When the girls' mothers come to visit them on the same day, Twyla's happiness at seeing her mother Mary is deeply shadowed by her embarrassment over the woman's inappropriate clothing and behavior. She talks about Mary (she never calls her Mom or Mommy) as though she herself were the adult and Mary the wayward child, specifically when she says, "she smiled and waved like she was the little girl looking for her mother--not me." (2256) Twyla's horror at her mother's behavior during the chapel service sounds like the outrage expressed by a parent over a bratty toddler. "And Mary would have kept it up--kept calling names if I hadn't squeezed her hand as hard as I could. That helped a little, but she still twitched and crossed and uncrossed her legs all through service....Why did I think she would come there and act right?" (2256) As Twyla is narrating, we don’t get as much insight into Roberta’s relationship with her mother, except that she has mixed feelings when she is sent home from the orphanage. But as the story goes on and the girls become women and mothers in their own right, each time they meet they return to that point of common ground--painful as it remains for both of them.
Both of the women make reference to a woman named Maggie who lives at the orphanage when they are young. She is physically handicapped and mute, and one day some of the older girls knock her down and start to kick her. Roberta and Twyla don’t join in, but both later admit to having wanted to. Twyla recalls, “Maggie was my dancing mother. Deaf, I thought, and dumb. Nobody inside. Nobody who could hear you if you cried in the night. Nobody who could tell you anything important you could use….I knew she wouldn’t scream, couldn’t---just like me—and I was glad about that.” (2265) Twyla harbors so much anger toward her mother for being weak and, in a sense, crippled, that she enjoys seeing Maggie beaten. Roberta confesses to the same feelings: “And because she couldn’t talk—well, you know, I thought she was crazy. She'd been brought up in an institution like my mother was and like I thought I would be too...we didn't kick her...but, well, I wanted to. I really wanted them to hurt her." (2266) It is interesting to note here that both of the girls acknowledges that they are in some way like their mothers, or that they fear being weak in the same way that their mothers were.
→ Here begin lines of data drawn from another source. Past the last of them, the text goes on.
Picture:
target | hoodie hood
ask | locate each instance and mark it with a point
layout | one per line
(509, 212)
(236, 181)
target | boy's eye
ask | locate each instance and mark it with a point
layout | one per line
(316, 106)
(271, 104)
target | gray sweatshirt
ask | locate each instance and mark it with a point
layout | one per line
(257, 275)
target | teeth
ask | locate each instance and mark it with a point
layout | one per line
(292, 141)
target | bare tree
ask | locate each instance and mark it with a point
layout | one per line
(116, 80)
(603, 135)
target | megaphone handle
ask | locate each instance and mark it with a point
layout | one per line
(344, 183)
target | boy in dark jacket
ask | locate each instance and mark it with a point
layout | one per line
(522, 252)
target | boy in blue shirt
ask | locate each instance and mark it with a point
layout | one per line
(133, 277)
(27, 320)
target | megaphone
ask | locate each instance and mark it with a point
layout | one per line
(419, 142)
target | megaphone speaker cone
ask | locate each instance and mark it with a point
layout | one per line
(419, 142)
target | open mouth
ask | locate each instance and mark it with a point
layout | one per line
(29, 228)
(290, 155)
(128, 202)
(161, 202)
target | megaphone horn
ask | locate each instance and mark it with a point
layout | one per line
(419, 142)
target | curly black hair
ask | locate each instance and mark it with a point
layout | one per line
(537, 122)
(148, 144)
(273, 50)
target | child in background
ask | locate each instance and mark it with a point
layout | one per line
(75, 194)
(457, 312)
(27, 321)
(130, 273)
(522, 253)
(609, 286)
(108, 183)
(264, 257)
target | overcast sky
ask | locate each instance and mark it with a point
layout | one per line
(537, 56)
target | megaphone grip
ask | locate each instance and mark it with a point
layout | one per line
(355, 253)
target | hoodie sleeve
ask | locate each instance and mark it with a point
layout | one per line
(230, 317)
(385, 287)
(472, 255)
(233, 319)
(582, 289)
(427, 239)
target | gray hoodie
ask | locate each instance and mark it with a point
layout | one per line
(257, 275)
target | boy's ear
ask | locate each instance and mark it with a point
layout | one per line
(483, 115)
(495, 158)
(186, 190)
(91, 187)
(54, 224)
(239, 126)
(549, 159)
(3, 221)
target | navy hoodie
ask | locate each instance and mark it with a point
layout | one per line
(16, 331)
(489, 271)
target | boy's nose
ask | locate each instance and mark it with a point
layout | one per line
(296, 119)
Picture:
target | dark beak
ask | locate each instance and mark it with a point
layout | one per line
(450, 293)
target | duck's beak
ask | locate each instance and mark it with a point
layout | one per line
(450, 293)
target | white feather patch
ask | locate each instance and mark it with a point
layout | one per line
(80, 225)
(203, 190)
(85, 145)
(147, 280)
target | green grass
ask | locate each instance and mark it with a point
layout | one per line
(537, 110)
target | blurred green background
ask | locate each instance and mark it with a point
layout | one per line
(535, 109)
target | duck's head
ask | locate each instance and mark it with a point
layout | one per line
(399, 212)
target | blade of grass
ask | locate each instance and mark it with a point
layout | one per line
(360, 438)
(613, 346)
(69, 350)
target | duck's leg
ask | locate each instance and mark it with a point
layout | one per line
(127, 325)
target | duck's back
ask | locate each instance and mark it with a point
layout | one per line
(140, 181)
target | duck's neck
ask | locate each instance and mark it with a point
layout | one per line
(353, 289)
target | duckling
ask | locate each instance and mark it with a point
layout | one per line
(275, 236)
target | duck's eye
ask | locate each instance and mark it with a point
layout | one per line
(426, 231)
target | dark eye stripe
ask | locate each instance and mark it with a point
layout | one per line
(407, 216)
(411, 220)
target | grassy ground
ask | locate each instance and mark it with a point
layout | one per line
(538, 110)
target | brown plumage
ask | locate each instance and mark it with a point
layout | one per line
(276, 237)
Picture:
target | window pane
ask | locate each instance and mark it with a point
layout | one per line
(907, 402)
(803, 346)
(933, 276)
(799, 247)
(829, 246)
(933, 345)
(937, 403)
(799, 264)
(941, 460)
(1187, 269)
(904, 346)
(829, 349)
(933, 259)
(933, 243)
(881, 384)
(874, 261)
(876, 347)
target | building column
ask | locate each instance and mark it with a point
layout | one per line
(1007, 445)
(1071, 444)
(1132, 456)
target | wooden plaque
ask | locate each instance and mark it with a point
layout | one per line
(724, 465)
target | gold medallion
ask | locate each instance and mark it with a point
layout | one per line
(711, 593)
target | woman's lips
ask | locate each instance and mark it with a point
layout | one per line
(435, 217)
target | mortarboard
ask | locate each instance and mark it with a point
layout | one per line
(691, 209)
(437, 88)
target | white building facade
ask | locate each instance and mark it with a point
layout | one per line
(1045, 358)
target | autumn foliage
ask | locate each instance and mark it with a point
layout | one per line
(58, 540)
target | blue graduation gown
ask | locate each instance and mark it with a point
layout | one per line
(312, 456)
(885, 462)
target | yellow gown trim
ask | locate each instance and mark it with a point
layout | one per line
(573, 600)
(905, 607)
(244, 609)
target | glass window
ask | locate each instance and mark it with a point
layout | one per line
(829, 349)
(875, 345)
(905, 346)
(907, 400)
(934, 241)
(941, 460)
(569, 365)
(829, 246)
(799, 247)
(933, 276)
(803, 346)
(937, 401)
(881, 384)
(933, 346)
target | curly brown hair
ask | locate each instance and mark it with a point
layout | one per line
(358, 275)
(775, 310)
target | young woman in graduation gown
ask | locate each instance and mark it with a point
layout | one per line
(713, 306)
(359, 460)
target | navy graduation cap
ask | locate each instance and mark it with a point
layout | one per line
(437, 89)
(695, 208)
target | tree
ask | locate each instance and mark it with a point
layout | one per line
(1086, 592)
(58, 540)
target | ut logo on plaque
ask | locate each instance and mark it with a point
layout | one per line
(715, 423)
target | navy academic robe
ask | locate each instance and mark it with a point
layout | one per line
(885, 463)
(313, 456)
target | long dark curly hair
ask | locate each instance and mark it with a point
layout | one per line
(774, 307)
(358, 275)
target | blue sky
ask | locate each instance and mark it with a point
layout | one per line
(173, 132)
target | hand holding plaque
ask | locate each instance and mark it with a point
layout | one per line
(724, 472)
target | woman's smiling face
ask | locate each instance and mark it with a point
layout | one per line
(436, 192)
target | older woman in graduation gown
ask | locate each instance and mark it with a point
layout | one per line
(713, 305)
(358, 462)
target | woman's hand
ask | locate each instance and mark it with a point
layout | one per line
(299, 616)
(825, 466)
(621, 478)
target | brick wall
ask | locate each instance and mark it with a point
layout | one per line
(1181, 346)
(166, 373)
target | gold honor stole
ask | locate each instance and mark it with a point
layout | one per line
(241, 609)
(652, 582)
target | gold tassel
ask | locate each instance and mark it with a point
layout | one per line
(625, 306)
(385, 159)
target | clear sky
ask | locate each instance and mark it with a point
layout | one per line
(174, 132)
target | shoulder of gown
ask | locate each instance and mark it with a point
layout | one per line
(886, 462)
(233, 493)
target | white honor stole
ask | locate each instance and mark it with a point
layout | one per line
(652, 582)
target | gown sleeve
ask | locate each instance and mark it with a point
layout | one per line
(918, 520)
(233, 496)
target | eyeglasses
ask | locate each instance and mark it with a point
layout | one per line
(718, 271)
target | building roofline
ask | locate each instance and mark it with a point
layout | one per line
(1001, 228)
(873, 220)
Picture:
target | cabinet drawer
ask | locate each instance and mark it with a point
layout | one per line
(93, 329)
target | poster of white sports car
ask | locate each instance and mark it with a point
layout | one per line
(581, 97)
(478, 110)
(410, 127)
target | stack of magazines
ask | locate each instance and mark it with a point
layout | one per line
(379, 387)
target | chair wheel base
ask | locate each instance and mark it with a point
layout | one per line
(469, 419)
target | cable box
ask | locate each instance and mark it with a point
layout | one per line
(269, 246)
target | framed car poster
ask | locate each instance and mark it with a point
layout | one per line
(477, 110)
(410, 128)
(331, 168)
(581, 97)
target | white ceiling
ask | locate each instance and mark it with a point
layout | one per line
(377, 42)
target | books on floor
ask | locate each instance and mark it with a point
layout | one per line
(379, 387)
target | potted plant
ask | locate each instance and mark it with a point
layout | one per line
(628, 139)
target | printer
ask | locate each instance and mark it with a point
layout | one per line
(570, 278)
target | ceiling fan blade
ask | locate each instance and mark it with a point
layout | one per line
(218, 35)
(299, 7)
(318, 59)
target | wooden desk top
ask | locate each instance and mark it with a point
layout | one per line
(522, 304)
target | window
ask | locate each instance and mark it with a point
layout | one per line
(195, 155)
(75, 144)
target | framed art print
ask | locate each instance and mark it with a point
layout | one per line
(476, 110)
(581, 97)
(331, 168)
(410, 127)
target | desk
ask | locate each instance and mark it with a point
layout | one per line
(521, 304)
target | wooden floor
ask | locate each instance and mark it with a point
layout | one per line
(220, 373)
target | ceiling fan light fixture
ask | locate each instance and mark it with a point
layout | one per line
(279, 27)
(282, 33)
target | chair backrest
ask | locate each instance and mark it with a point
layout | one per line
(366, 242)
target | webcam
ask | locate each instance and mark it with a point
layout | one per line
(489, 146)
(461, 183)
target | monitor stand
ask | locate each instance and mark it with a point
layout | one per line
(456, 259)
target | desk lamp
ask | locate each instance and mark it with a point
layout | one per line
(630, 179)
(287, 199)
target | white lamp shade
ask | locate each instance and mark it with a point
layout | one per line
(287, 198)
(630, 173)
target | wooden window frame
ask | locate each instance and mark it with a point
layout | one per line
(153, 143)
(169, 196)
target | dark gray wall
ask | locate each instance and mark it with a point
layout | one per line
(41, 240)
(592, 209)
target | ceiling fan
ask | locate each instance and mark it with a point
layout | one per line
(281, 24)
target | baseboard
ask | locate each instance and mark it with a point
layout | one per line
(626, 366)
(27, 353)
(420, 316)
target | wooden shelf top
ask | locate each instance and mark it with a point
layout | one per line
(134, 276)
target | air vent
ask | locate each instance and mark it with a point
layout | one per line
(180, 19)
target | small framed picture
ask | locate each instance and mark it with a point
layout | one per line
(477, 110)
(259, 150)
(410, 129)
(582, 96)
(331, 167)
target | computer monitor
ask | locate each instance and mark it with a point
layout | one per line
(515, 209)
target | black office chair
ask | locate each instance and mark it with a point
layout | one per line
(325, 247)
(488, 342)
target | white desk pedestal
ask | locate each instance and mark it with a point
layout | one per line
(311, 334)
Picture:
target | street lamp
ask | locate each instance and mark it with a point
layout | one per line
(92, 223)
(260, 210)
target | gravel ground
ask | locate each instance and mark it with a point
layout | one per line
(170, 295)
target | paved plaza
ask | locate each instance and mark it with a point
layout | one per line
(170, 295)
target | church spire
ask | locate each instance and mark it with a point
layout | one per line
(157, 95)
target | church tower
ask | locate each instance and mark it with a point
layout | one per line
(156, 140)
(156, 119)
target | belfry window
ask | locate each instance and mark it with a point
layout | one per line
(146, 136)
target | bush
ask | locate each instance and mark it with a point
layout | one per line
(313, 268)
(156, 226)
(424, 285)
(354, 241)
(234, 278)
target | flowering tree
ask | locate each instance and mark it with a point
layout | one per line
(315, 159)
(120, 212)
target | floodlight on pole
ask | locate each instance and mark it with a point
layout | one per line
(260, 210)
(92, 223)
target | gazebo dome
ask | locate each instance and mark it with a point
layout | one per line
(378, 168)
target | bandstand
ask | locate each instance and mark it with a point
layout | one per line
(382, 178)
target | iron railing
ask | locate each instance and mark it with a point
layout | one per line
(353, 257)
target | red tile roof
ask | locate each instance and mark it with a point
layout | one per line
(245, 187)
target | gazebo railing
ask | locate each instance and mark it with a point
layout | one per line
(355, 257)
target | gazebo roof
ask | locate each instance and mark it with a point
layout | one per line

Having grown up with an emotionally unstable mom who is less than dependable, who struggles sometimes even to take care of herself, I can completely relate to the girls' feelings of anger, even rage, at not being able to count on her and in some cases having to take care of her. I can also relate to that constant background fear of someday sharing the same weaknesses, being marked for failure or insanity. I was blown away by Morrison's insightful and sensitive treatment of this topic, and have to wonder if she went through something similar herself.